C’est là que j’ai commencé ce journal.
JOUR 2
J’ai entendu les nouvelles. L’ambroisie est fichée. Liste noire des plantes invasives. Classée comme menace sanitaire. Des campagnes d’arrachage sont organisées chaque été. Il y a même des Journées de lutte contre l’ambroisie. Quelle gloire pour une plante qui, rappelons-le, était à la base… juste une mauvaise herbe.
Mais nous sommes tenaces. Notre pollen est ultra-léger. Il peut voyager jusqu’à 100 km porté par le vent. Chaque plant peut produire jusqu’à un milliard de grains. Vous imaginez ? C’est plus que la population mondiale. Et tout ça sans marketing.
En plus, on n’a pas besoin d’insectes pour être pollinisés. Pas de rendez-vous galant avec les abeilles. Pas de nectar à offrir. Juste le vent, et nous. C’est brut, efficace. Darwin en serait jaloux.
JOUR 4
Je vais être honnête. Parfois, je culpabilise. Je sais que j’ai provoqué des crises d’asthme. Que je ruine les rentrées des enfants allergiques. Que je coûte cher à la sécurité sociale. Mais… est- ce vraiment ma faute ?
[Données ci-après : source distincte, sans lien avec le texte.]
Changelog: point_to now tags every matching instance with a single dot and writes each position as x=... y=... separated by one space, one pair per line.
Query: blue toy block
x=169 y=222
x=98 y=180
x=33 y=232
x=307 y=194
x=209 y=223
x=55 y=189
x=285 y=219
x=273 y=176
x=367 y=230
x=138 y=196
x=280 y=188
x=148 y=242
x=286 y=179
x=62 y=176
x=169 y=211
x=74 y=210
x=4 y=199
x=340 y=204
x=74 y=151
Je n’ai pas choisi d’être ambroisie. C’est vous, humains, qui m’avez importée d’Amérique au XIXe siècle, sans me demander mon avis. C’est vous qui avez bouleversé les écosystèmes, labouré les sols, laissé les talus à l’abandon. Je n’ai fait que pousser. C’est dans ma nature.
Alors oui, j’ai conquis les bords de route, les champs de tournesols, les terrains vagues. Mais c’est parce que je suis fort. Adaptable. Résilient.
Ce n’est pas moi qu’il faut accuser. C’est le déséquilibre que vous avez créé. JOUR 6
Aujourd’hui, je sens que je vais sécher. Ma fin est proche. Le mouchoir est froissé, oublié au fond d’une poche. Je m’effrite lentement.
Mais je veux croire que mon journal servira. Que quelqu’un me lira. Que quelqu’un comprendra.
Je ne suis pas un monstre. Je suis un avertissement. Une poussière de chaos. Un souffle de trop.
Je suis l’ambroisie. Si vous croisez un plant solitaire qui vous regarde de travers en juillet… ne lui parlez pas. Arrachez-le, signalez-le, et courez. Vite. C’est peut-être un de mes cousins.